Schütz, Dolores; Taborsky, Michael; Drapela, Thomas
2007-10-01
The water spider Argyroneta aquatica (Clerck) is the only spider that spends its whole life under water. Water spiders keep an air bubble around their body for breathing and build under-water air bells, which they use for shelter and raising offspring, digesting and consuming prey, moulting, depositing eggs and sperm, and copulating. It is unclear whether these bells are an important oxygen reservoir for breathing under water, or whether they serve mainly to create water-free space for feeding and reproduction. In this study, we manipulated the composition of the gas inside the bell of female water spiders to test whether they monitor the quality of this gas, and replenish oxygen if required. We exchanged the entire gas in the bell either with pure O2, pure CO2, or with ambient air as control, and monitored behavioural responses.

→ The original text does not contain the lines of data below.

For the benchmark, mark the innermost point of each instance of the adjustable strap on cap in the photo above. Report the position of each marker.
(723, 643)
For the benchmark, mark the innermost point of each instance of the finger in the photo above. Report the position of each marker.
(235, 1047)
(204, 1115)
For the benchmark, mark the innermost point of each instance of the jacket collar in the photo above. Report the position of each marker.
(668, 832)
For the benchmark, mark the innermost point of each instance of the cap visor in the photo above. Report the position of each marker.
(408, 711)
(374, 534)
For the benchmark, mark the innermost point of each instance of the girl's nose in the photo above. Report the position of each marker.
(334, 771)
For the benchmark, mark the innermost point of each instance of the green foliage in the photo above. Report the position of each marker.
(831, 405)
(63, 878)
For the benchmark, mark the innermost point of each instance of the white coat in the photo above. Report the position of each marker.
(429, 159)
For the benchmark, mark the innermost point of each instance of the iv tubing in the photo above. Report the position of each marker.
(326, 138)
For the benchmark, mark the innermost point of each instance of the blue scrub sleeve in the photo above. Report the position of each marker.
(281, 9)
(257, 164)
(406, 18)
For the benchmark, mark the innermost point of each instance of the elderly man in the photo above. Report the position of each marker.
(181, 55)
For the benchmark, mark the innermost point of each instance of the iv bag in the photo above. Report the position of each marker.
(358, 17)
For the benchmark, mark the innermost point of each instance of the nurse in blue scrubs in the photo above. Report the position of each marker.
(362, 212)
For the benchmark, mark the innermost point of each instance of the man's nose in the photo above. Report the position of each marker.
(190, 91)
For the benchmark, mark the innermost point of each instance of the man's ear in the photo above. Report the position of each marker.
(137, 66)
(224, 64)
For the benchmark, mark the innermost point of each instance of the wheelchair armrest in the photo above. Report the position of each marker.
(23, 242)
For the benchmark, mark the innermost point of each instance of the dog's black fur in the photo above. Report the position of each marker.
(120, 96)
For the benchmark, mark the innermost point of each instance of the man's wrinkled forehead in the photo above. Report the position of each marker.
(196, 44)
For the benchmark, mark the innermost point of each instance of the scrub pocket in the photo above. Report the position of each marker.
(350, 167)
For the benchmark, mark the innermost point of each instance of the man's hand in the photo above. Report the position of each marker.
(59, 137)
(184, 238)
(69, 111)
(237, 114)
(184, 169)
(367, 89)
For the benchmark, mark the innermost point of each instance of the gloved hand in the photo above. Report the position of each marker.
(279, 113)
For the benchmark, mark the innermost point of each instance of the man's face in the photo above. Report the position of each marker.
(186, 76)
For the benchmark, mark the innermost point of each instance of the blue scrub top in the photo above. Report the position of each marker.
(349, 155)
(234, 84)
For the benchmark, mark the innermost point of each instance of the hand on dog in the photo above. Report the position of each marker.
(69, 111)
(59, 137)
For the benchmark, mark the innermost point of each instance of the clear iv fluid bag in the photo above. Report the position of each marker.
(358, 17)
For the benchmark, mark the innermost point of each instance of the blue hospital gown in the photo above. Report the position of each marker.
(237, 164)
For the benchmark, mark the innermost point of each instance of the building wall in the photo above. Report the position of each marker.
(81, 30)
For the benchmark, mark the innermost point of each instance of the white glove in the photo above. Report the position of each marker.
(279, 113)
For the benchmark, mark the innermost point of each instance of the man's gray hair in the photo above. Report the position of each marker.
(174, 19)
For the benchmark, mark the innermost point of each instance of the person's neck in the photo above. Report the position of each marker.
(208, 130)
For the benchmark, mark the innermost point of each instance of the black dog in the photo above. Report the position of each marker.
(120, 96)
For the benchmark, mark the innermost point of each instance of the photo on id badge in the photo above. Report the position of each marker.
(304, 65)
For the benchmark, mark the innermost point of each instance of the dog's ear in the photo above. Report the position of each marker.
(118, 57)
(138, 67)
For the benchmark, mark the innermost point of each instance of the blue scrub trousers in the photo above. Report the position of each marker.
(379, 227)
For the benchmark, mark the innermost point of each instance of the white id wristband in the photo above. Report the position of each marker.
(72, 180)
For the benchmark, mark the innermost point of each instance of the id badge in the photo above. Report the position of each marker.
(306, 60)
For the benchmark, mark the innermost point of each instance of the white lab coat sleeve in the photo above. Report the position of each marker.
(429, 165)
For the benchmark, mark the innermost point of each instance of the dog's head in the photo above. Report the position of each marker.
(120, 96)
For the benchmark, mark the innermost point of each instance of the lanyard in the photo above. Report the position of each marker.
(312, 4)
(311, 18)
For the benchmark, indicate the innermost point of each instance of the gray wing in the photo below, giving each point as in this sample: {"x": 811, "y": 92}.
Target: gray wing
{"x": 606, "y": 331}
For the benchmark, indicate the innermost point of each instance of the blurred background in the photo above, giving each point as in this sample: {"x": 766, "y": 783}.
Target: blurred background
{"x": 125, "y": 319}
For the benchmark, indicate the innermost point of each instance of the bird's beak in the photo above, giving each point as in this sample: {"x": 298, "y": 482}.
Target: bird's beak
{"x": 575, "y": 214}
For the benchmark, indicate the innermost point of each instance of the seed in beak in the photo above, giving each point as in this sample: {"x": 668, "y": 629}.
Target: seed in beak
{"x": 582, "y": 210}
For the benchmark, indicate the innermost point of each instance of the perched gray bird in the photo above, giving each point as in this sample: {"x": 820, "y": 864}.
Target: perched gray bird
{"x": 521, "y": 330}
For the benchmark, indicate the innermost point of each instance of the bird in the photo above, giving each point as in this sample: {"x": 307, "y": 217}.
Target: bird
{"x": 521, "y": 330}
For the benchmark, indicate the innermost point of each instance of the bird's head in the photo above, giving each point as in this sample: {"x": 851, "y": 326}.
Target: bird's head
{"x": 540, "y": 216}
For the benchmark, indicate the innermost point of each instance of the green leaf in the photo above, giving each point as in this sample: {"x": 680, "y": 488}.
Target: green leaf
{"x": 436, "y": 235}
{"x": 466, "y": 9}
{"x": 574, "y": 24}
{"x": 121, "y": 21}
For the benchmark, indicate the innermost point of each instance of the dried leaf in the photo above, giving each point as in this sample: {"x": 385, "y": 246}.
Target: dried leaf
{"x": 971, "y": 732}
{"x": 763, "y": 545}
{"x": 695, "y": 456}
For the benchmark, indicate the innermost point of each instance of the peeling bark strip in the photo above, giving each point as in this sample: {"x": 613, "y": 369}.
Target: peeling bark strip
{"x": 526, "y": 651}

The test spiders surfaced and replenished air more often in the CO2 treatment than in the O2 treatment, and they increased bell building behaviour. In addition to active oxygen regulation, they monitored and adjusted the bells by adding silk. These results show that water spiders use the air bell as an oxygen reservoir, and that it functions as an external lung, which renders it essential for living under water permanently. A. aquatica is the only animal that collects, transports, and stores air, and monitors its property for breathing, which is an adaptive response of a terrestrial animal to the colonization of an aquatic habitat.